I don't think there was ever a conspiracy. I think Jesus was crucified, and some of his hardcore followers had visions of him after his death (hardly uncommon). Because Jesus had primed them to expect the general resurrection and the kingdom of God any day now, they interpreted these visions according to that framework, as proof that Jesus had been raised. This allowed them to maintain their belief that Jesus was the messiah (despite this having been apparently, and brutally, disconfirmed by his execution), and the kingdom and the resurrection were still coming. In fact, Jesus' resurrection was proof of the imminent general resurrection (that's why Paul calls him "first fruits"). Thus the movement's greatest failure was transmogrified into its greatest victory.

I don't think the story of Joseph of Arimathea's empty tomb is necessarily historical. Even in the gospels themselves you can see the story of the burial growing in the telling. In Mark the women get to the tomb and find the stone has already been rolled back, and an angel tells them Jesus has gone ahead to Galilee. In Matthew, they get there in time to see the action for themselves, the earthquake and the angel coming down from heaven and the terror of the guards (there are no guards in Mark). There's no reason to think the process of legendary accretion was not already going on prior to Mark's gospel. Most people who died--particularly criminals--were buried in ordinary graves in the earth, and IMO that's probably what happened to Jesus.

It should have to be exactly 0 or negative, or the size of the reward or penalty will be enough to overcome any finite benefit or penalty.

I think it's clear this breaks down somewhere. Guess what: God has decreed that if you don't paint your car pink, right now, you're going to Hell. I'm guessing you're not going to paint your car pink, probably because you know I just made it up for the sake of the argument, and you have absolutely no reason to believe it's true. Sure, it could be true. You can't 100% for sure prove it's not true. But clearly there is some minimum standard of evidence a threat of infinite torture has to meet before it is going to motivate us. So the question is whether Christianity (or Islam, or anything else) meets that standard.

Could you expand on your four main points?

  1. I gave one example here of how I think the New Testament assumes a false cosmology. I also think fundamentalists are quite right that the Bible teaches humans and all animal life were created in their present-day forms a couple thousand years ago. This was the nearly-unanimous opinion of all interpreters up until the modern period. To be a bit glib, I think theistic evolutionists and old-earth creationists are coping. IMO you can accept the Biblical account, or the theory of evolution and the old age of the universe, but not both.

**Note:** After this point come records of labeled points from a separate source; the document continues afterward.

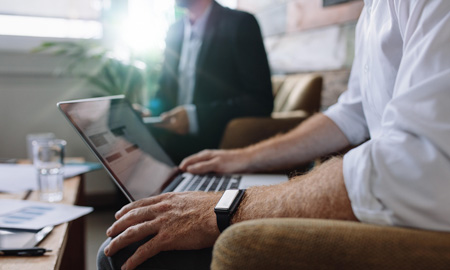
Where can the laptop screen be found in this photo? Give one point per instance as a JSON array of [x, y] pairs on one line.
[[118, 137]]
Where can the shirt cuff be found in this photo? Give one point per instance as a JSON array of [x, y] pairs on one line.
[[191, 111], [352, 126], [358, 177]]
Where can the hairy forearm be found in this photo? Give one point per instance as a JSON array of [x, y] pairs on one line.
[[315, 137], [318, 194]]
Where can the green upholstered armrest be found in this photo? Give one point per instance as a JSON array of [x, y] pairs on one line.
[[324, 244], [241, 132]]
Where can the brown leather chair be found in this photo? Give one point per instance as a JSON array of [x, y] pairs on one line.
[[296, 97], [291, 243]]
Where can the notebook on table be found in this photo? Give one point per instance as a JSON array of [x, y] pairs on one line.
[[139, 166]]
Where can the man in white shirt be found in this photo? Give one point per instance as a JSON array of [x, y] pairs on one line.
[[396, 109]]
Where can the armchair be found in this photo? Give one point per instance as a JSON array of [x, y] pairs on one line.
[[328, 244], [296, 97]]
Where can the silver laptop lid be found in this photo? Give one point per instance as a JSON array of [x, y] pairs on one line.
[[122, 143]]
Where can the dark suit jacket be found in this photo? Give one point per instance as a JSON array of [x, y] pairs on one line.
[[232, 73]]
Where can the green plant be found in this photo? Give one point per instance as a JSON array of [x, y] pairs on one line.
[[110, 76]]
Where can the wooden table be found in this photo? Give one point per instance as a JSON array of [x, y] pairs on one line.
[[67, 240]]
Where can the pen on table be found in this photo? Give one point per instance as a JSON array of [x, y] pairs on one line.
[[24, 251]]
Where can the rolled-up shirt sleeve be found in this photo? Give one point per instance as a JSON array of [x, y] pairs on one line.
[[402, 177], [348, 113]]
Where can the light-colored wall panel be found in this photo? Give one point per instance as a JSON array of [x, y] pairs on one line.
[[319, 49], [307, 14]]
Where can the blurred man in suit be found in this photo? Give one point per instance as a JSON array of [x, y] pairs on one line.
[[215, 69]]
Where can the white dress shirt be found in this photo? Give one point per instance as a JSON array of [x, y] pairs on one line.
[[399, 99], [192, 43]]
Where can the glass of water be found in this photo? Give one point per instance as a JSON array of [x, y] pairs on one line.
[[48, 159]]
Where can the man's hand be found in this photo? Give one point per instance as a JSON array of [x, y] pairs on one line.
[[219, 161], [175, 120], [178, 221]]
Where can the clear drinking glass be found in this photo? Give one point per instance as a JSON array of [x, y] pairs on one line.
[[48, 158]]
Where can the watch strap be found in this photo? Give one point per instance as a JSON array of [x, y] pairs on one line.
[[224, 216]]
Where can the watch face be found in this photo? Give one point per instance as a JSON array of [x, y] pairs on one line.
[[227, 199]]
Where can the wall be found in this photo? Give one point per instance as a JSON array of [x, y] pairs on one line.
[[302, 36]]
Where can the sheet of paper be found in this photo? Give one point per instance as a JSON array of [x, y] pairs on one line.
[[31, 215], [21, 177]]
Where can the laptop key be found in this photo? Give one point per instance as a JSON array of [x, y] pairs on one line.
[[196, 183]]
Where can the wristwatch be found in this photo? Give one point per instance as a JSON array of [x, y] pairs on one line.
[[227, 206]]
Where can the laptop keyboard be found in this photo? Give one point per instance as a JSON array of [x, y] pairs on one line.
[[212, 182]]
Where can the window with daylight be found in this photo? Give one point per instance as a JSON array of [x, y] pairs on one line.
[[72, 19]]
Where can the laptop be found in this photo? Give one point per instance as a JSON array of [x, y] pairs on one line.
[[139, 166]]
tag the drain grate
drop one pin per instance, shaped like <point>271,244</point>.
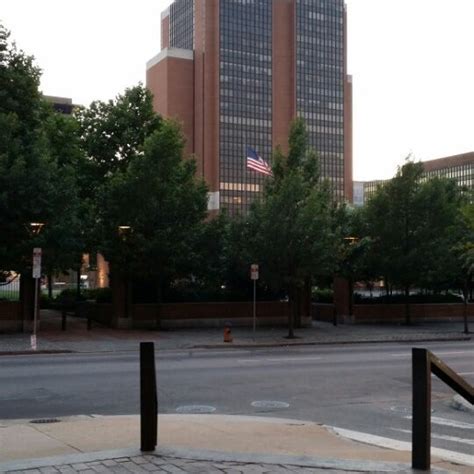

  2. With regards to inconsistencies in the scriptures, there's petty gotcha stuff like "aha! Matthew says Judas hanged himself, but Luke says he burst open and his guts spilled out!" but one thing that was really jarring to me was how vastly different the worldviews of the old and new testaments are. The New Testament is entirely concerned with resurrection and everlasting life. That's the whole point of the NT. The OT not only is not concerned with these things, it doesn't even have the concepts. With the exception of a single verse in Daniel (the latest book in the OT), there is no resurrection or afterlife in the Hebrew Bible. When you're dead, you're dead. There is no everlasting life, no hellfire, no heavenly bliss. Yahweh blesses and curses in this life. Your reward, if you're faithful, will be earthly prosperity and children to carry on your name. On the Christian view the resurrection and eternal life are the entire point of God's plan of history, but you'd never know that from the OT. There was some 19th century theologian who admitted that, going off of all the minutiae on ritual purity in the OT and the complete lack of information about the afterlife, one was forced to conclude that "Jehovah was more concerned with the hind parts of the Jews than with their souls." There is also, in the OT, no hint that God has some kind of cosmic enemy who is ultimately responsible for all the evil in the world. Satan does not exist for the authors of the OT (neither the serpent in Genesis nor 'the Satan' in Job are equivalent to the evil adversary from the NT). In the OT, Yahweh is generally responsible for everything, good and evil. There aren't any demons in the OT. The few times that 'evil spirits' appear, they are servants of Yahweh, not his enemies. In fact in literature from the intertestamental period you can chart the slow development of most of these doctrines, which IMO is much more consistent with an entirely human set of ideas slowly evolving and changing in response to shifting cultural conditions than it is with divine revelation.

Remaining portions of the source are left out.